Interactive Ohm's Law Calculator

Set any two of voltage, current, and resistance and watch the third solve itself with V = I × R. A live circuit lights a bulb whose brightness tracks the power.

Solve for
VR3.6 W

V = I × R  →  6 V = 0.6 A × 10 Ω

Voltage
6 V
Current
0.6 A
Resistance
10 Ω
Power (P = V × I)
3.6 W

Voltage 6 volts, current 0.6 amps, resistance 10 ohms, power 3.6 watts. Solving for current.

What Ohm’s law says

Ohm’s law is the workhorse equation of every electric circuit. It ties three quantities together:

V = I × R

Because the three are linked, knowing any two pins down the third. Rearranging the same equation gives I = V ÷ R and R = V ÷ I. Use the “Solve for” buttons in the widget to pick which one you want the circuit to compute, then drag the two sliders and watch the answer update instantly.

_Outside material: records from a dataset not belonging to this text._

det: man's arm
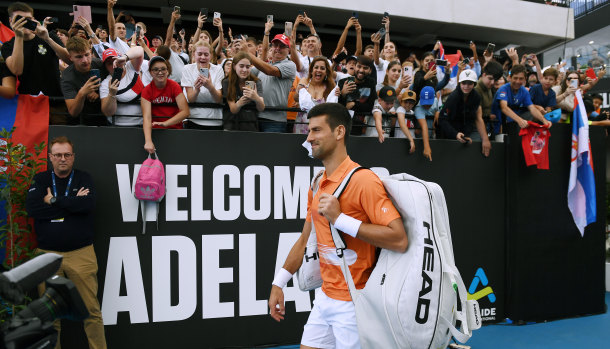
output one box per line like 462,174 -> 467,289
250,55 -> 282,78
269,221 -> 311,322
106,0 -> 117,41
475,106 -> 491,156
164,11 -> 180,46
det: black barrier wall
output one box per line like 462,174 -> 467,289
507,125 -> 606,321
49,126 -> 506,348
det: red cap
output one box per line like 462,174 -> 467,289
271,34 -> 290,47
102,48 -> 119,62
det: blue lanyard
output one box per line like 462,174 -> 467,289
51,171 -> 74,197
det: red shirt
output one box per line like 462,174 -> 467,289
142,79 -> 182,128
519,121 -> 551,170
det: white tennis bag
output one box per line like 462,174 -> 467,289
331,173 -> 481,349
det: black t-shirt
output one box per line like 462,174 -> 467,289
2,33 -> 63,97
338,75 -> 377,114
61,57 -> 108,126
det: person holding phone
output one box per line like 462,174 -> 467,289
222,51 -> 265,132
181,41 -> 224,130
1,2 -> 70,98
140,56 -> 190,154
100,46 -> 150,126
61,36 -> 108,126
438,69 -> 491,157
294,56 -> 338,134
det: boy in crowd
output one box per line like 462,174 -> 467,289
61,36 -> 108,126
492,64 -> 551,128
529,68 -> 559,115
364,86 -> 396,143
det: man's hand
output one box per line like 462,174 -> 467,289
108,79 -> 121,97
482,139 -> 491,157
78,76 -> 100,96
318,193 -> 341,224
269,285 -> 286,322
76,187 -> 89,196
12,17 -> 27,38
341,81 -> 356,96
42,187 -> 53,205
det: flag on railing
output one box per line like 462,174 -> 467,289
568,90 -> 597,235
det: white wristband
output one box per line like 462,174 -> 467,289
334,213 -> 362,238
271,268 -> 292,288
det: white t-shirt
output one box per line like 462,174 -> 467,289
169,51 -> 184,83
394,106 -> 415,138
108,36 -> 129,55
181,63 -> 224,126
364,100 -> 396,138
100,60 -> 148,126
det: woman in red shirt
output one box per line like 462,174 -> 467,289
140,56 -> 190,153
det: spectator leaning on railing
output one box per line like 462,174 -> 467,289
140,56 -> 190,153
100,46 -> 150,126
181,41 -> 224,130
1,2 -> 70,96
61,36 -> 108,126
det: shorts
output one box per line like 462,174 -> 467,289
301,288 -> 360,349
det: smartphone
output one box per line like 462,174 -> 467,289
111,67 -> 123,82
403,65 -> 413,78
13,15 -> 38,31
89,69 -> 101,79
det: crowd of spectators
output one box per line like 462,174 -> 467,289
0,0 -> 607,155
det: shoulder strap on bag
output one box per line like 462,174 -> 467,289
329,166 -> 365,301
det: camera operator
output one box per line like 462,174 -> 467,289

Power and the glowing bulb

Voltage and current together set the electrical power a component uses:

P = V × I (in watts, W)

Power is the rate at which electrical energy is converted into other forms — heat and light in a bulb, motion in a motor. In the interactive, the light bulb’s glow brightens as the power rises, so you can see the difference between a dim, low-power circuit and a bright, high-power one. Try holding the resistance steady and raising the voltage: current climbs, and the bulb gets noticeably brighter because power grows with the square of the voltage when resistance is fixed.

A worked example

With V = 6 V and R = 10 Ω, current is I = 6 ÷ 10 = 0.6 A, and the power is P = 6 × 0.6 = 3.6 W. Double the voltage to 12 V (same resistance) and the current doubles to 1.2 A while the power quadruples to 14.4 W — a great way to show students why high-power devices draw so much.

Using this with a class

Project the widget and call out a target — “make the bulb as bright as you can with the resistance fixed at 20 Ω” — or give two values and have students predict the third before they release the slider. It’s free to embed on a class site or LMS page.